# How long to get a green card living in UK



## louisp03 (Jun 12, 2012)

Hi there 
My fiance has dual nationality US/UK as does our 7 month old son. Fiance was born in the states and only got UK passport in 2006. We are both living/working in the UK and would now like to move to the States. 
This would mean me applying for a green card whilst in the UK following our marriage in a month or so. 
Does anyone have experience of this? How long would it take? Is it 100% I will get the green card? Are we better off moving to the States first and then applying? 
Really appreciate any help on this, she is really homesick and wants to go back home! 
Thanks


----------



## twostep (Apr 3, 2008)

You cannot apply for anything. Your US wife had to sponsor you. Go through the phledora of posts regarding foreign spouses or start with travel.state.gov or uscis.gov. Until you have your Green Card in hand nothing is 100% - your background, sponsorship ... The process will run 6-9 months unless there are some hickups. No - no short cuts because you do not want to be appart. Yes, you visit, but be sure to have binding ties to the UK (yes - makes no sense) with you.


----------



## Crawford (Jan 23, 2011)

louisp03 said:


> Hi there
> My fiance has dual nationality US/UK as does our 7 month old son. Fiance was born in the states and only got UK passport in 2006. We are both living/working in the UK and would now like to move to the States.
> This would mean me applying for a green card whilst in the UK following our marriage in a month or so.
> Does anyone have experience of this? How long would it take? Is it 100% I will get the green card?
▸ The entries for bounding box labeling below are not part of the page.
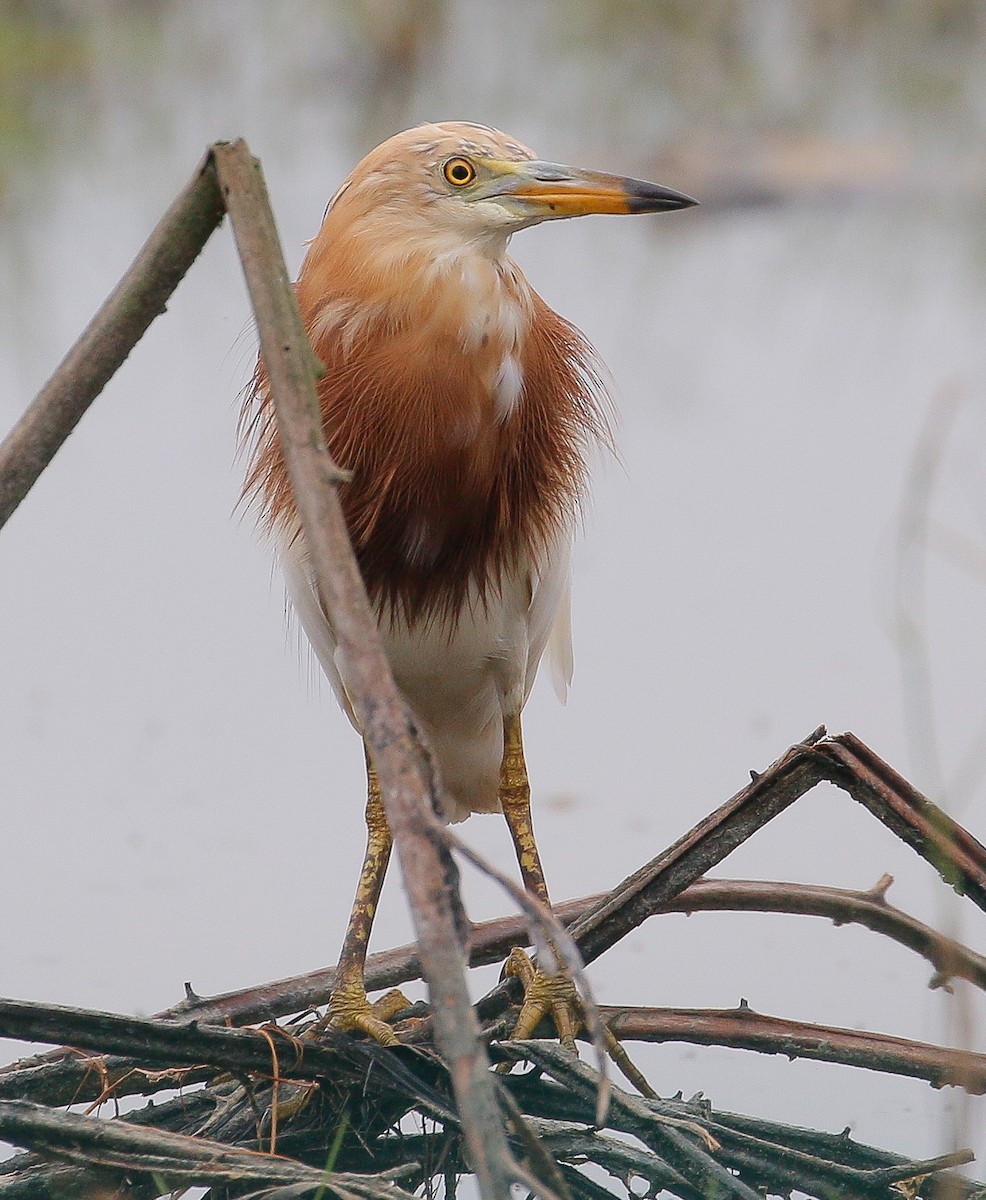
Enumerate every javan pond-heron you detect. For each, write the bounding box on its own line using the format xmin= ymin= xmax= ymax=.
xmin=247 ymin=121 xmax=695 ymax=1048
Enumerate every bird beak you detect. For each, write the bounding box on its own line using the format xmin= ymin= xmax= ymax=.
xmin=495 ymin=161 xmax=698 ymax=221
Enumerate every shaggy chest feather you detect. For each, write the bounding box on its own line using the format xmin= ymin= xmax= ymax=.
xmin=248 ymin=240 xmax=605 ymax=623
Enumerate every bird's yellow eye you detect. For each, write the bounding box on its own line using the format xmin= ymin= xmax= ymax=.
xmin=441 ymin=158 xmax=476 ymax=187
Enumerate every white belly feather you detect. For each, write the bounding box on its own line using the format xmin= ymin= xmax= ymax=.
xmin=279 ymin=535 xmax=572 ymax=821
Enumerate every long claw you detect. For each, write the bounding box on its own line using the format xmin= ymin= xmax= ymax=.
xmin=506 ymin=947 xmax=657 ymax=1099
xmin=309 ymin=988 xmax=410 ymax=1046
xmin=504 ymin=947 xmax=582 ymax=1055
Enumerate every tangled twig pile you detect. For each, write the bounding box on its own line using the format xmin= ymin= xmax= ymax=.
xmin=0 ymin=143 xmax=986 ymax=1200
xmin=0 ymin=731 xmax=986 ymax=1200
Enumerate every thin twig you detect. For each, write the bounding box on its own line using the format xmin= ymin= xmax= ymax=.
xmin=0 ymin=1100 xmax=411 ymax=1200
xmin=154 ymin=875 xmax=986 ymax=1032
xmin=601 ymin=1004 xmax=986 ymax=1096
xmin=0 ymin=148 xmax=226 ymax=528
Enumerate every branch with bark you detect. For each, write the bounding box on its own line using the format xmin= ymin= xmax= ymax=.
xmin=0 ymin=136 xmax=986 ymax=1200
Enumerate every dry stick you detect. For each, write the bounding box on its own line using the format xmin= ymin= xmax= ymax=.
xmin=0 ymin=1100 xmax=413 ymax=1200
xmin=0 ymin=1000 xmax=458 ymax=1124
xmin=0 ymin=156 xmax=226 ymax=528
xmin=155 ymin=875 xmax=986 ymax=1027
xmin=214 ymin=142 xmax=517 ymax=1200
xmin=601 ymin=1004 xmax=986 ymax=1096
xmin=479 ymin=727 xmax=986 ymax=1019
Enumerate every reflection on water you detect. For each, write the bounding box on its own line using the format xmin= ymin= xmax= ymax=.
xmin=0 ymin=0 xmax=986 ymax=1180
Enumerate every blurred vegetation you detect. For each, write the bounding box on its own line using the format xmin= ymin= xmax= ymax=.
xmin=0 ymin=0 xmax=986 ymax=206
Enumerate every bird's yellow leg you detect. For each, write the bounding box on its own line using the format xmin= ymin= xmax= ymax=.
xmin=320 ymin=755 xmax=409 ymax=1045
xmin=500 ymin=715 xmax=582 ymax=1052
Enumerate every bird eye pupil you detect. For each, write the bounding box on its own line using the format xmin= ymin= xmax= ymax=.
xmin=444 ymin=158 xmax=476 ymax=185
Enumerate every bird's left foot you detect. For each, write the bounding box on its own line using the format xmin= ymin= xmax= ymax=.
xmin=504 ymin=947 xmax=584 ymax=1055
xmin=308 ymin=986 xmax=410 ymax=1046
xmin=497 ymin=947 xmax=657 ymax=1099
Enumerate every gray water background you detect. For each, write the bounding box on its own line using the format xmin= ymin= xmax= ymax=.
xmin=0 ymin=0 xmax=986 ymax=1176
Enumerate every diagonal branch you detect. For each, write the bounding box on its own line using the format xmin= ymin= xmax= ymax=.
xmin=154 ymin=875 xmax=986 ymax=1032
xmin=0 ymin=147 xmax=226 ymax=528
xmin=0 ymin=1100 xmax=413 ymax=1200
xmin=601 ymin=1004 xmax=986 ymax=1096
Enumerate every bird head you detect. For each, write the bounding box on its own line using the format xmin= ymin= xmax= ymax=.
xmin=329 ymin=121 xmax=697 ymax=250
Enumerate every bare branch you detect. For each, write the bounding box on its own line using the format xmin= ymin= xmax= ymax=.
xmin=214 ymin=142 xmax=516 ymax=1200
xmin=160 ymin=875 xmax=986 ymax=1032
xmin=0 ymin=155 xmax=226 ymax=528
xmin=601 ymin=1004 xmax=986 ymax=1096
xmin=0 ymin=1100 xmax=413 ymax=1200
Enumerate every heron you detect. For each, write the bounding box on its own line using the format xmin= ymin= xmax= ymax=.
xmin=246 ymin=121 xmax=696 ymax=1049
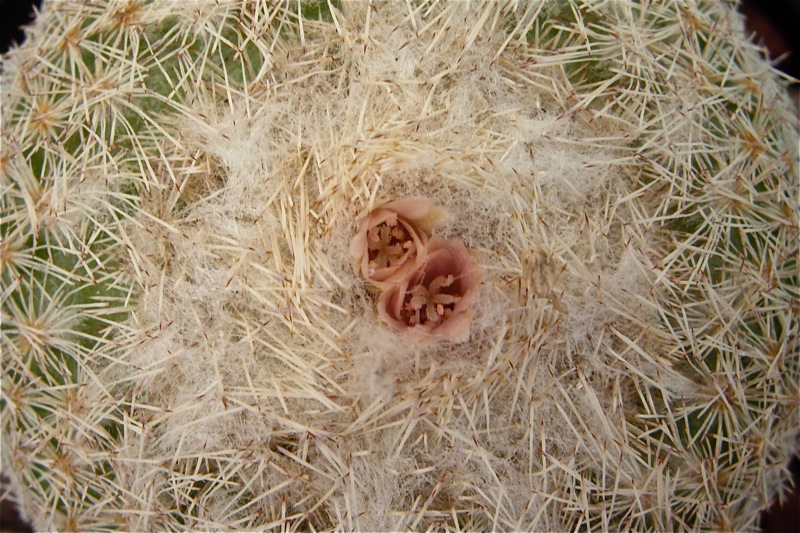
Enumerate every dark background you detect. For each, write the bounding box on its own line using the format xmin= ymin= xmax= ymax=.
xmin=0 ymin=0 xmax=800 ymax=533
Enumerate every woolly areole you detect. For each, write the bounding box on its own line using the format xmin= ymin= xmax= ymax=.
xmin=0 ymin=0 xmax=800 ymax=531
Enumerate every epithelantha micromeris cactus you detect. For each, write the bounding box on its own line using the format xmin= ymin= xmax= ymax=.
xmin=0 ymin=0 xmax=800 ymax=531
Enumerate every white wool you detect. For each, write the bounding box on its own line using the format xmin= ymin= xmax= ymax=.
xmin=3 ymin=2 xmax=798 ymax=530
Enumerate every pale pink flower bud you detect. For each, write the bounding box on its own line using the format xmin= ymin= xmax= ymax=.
xmin=350 ymin=198 xmax=445 ymax=289
xmin=378 ymin=237 xmax=483 ymax=342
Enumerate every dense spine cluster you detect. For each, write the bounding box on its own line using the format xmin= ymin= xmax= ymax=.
xmin=0 ymin=0 xmax=800 ymax=531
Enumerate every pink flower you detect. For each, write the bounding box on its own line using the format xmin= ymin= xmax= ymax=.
xmin=378 ymin=237 xmax=483 ymax=342
xmin=350 ymin=198 xmax=445 ymax=289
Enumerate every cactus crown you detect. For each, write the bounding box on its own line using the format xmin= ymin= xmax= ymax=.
xmin=0 ymin=0 xmax=800 ymax=531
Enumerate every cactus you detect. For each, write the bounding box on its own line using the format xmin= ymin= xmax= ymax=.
xmin=0 ymin=0 xmax=800 ymax=531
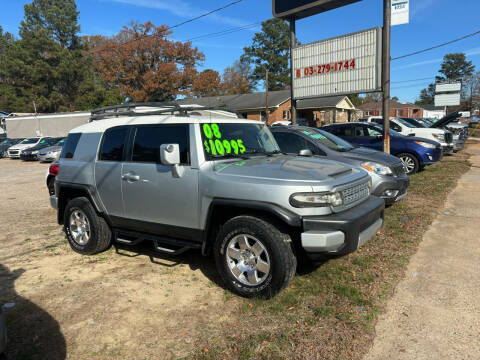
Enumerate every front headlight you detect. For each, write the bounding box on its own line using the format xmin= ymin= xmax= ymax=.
xmin=415 ymin=141 xmax=436 ymax=149
xmin=290 ymin=191 xmax=343 ymax=208
xmin=361 ymin=161 xmax=392 ymax=175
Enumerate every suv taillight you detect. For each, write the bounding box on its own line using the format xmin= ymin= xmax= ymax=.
xmin=48 ymin=163 xmax=58 ymax=176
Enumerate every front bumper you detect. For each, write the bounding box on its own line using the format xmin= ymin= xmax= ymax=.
xmin=301 ymin=196 xmax=385 ymax=260
xmin=372 ymin=175 xmax=410 ymax=205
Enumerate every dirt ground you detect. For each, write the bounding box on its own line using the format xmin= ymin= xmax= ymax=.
xmin=0 ymin=159 xmax=232 ymax=360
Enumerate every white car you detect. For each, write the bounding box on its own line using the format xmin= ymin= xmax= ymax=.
xmin=8 ymin=136 xmax=50 ymax=159
xmin=366 ymin=116 xmax=453 ymax=154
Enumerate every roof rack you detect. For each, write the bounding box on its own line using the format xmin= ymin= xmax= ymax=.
xmin=90 ymin=102 xmax=243 ymax=122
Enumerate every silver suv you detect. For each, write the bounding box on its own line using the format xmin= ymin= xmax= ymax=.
xmin=51 ymin=104 xmax=384 ymax=297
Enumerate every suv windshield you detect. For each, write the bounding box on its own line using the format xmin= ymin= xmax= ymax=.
xmin=302 ymin=128 xmax=354 ymax=152
xmin=201 ymin=123 xmax=280 ymax=160
xmin=20 ymin=138 xmax=38 ymax=144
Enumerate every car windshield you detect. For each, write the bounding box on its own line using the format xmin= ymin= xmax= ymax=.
xmin=302 ymin=128 xmax=354 ymax=152
xmin=371 ymin=125 xmax=403 ymax=137
xmin=392 ymin=118 xmax=416 ymax=128
xmin=20 ymin=138 xmax=38 ymax=144
xmin=201 ymin=123 xmax=280 ymax=160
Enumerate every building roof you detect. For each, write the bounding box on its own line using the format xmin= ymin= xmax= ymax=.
xmin=358 ymin=100 xmax=422 ymax=110
xmin=177 ymin=90 xmax=354 ymax=111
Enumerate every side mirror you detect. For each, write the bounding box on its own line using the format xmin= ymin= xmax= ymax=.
xmin=160 ymin=144 xmax=180 ymax=165
xmin=298 ymin=149 xmax=313 ymax=157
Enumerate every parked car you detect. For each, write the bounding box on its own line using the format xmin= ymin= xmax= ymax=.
xmin=271 ymin=126 xmax=410 ymax=205
xmin=367 ymin=116 xmax=453 ymax=154
xmin=50 ymin=104 xmax=384 ymax=297
xmin=20 ymin=138 xmax=58 ymax=161
xmin=322 ymin=122 xmax=443 ymax=175
xmin=0 ymin=138 xmax=23 ymax=159
xmin=8 ymin=136 xmax=50 ymax=159
xmin=38 ymin=138 xmax=66 ymax=162
xmin=0 ymin=305 xmax=7 ymax=360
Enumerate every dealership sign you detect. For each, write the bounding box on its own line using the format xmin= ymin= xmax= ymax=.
xmin=392 ymin=0 xmax=410 ymax=26
xmin=272 ymin=0 xmax=361 ymax=20
xmin=293 ymin=27 xmax=382 ymax=99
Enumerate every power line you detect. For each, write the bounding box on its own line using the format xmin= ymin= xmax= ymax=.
xmin=170 ymin=0 xmax=243 ymax=29
xmin=392 ymin=30 xmax=480 ymax=61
Are we better off moving to the States first and then applying?
> ...


Start here:

USCIS - Family of U.S. Citizens

Your wife has to sponsor you for immigration to the US. She will have show that she can support you without recourse to public funds. She can have family co-sponsor if she does not have the monies to support you.

The process takes about 6 to 9 months and you will have the Green Card upon entry to the US.

You cannot enter the US as a married couple and then apply for an immigration visa for you - well you could actually but it is fraught with risk of refusal without recourse for appeal.


----------



## Davis1 (Feb 20, 2009)

you will need to apply for a CR1 visa ..it will take around a year 


Immigrant Visa for a Spouse of a U.S. Citizen (IR1 or CR1)


----------



## louisp03 (Jun 12, 2012)

*Thanks*

Appreciate all your advise here, I will follow up as mentioned by all. Many thanks.


----------